Regardless of whether it would be better in some situations to align to 128 bytes, 64 bytes really is the cache line size on all common x86 cpus and it is a good idea to avoid threads modifying the same cacheline.

Sesse__•3mo ago
It indeed isn't, but I've seen my share of systems where nobody checked if cargo arrived. (The code was checked in without any benchmarks done, and after many years, it was found that the macros used were effectively no-ops :-) )
rnrn•3mo ago
> even on x86 on recent server CPUs, cache-coherency protocols may be operating at a different granularity than the cache line size. A typical case with new Intel server CPUs is operating at the granularity of 2 consecutive cache lines

I don’t think it is accurate that Intel CPUs use 2 cache lines / 128 bytes as the coherency protocol granule.

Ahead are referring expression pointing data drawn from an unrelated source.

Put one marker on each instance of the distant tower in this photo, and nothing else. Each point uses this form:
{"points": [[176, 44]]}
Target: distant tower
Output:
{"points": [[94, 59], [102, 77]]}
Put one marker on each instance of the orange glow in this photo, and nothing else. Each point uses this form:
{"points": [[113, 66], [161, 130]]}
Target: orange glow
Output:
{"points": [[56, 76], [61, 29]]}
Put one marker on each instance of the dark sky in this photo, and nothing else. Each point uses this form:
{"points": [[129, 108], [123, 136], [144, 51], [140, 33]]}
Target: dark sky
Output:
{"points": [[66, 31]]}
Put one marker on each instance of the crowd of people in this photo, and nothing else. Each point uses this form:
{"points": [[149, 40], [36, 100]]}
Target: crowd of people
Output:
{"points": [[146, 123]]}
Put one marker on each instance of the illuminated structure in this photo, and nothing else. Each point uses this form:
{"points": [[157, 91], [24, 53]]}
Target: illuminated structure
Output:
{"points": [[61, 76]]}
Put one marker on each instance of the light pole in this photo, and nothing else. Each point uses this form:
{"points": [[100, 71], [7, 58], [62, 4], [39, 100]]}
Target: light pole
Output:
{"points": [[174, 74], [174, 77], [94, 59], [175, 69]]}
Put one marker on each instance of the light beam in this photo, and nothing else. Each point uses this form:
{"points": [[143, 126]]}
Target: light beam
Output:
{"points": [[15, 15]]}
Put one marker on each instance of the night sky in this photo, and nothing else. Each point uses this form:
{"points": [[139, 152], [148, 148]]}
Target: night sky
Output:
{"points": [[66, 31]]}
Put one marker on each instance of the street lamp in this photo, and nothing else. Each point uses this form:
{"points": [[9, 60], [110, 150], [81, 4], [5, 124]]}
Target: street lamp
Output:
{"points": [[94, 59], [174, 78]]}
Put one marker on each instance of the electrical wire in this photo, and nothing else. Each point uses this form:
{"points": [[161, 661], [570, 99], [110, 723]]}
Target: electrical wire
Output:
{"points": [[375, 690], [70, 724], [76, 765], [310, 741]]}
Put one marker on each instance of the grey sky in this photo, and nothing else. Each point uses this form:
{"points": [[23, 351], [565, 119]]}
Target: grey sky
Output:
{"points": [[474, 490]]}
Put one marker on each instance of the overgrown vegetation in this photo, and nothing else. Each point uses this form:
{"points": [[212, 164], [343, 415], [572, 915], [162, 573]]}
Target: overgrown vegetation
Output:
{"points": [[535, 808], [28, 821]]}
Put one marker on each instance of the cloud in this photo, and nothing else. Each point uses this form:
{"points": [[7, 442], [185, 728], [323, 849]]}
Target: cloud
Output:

Yes, there can be additional destructive interference effects at that granularity, but that’s due to prefetching (of two cachelines with coherency managed independently) rather than having coherency operating on one 128 byte granule

AFAIK 64 bytes is still the correct granule for avoiding false sharing, with two cores modifying two consecutive cachelines having way less destructive interference than two cores modifying one cacheline.

j_seigh•3mo ago
Coherent cache is transparent to the memory model. So if someone trying to explain memory model and ordering mentioned cache as affecting the memory model, it was pretty much a sign they didn't fully understand what they were talking about.
wpollock•3mo ago
This post, along with the tutorial links it and the comments contain, provide good insights on the topic of caches, coherence, and related topics. I would like to add a link that I feel is also very good, maybe better:

<https://marabos.nl/atomics/hardware.html>

While the book this chapter is from is about Rust, this chapter is pretty much language-agnostic.

mannyv•3mo ago
The author talks about Java and cache coherency, but ignores the fact that the JVM implementation is above the processors caches and per the spec can have different caches per thread.

This means you need to synchronize every shared access, whether it's a read or write. In hardware systems you can cheat because usually a write performs a write-through. In a JVM that's not the case.

It's been a long time since I had to think about this, but it bit us pretty hard when we found that.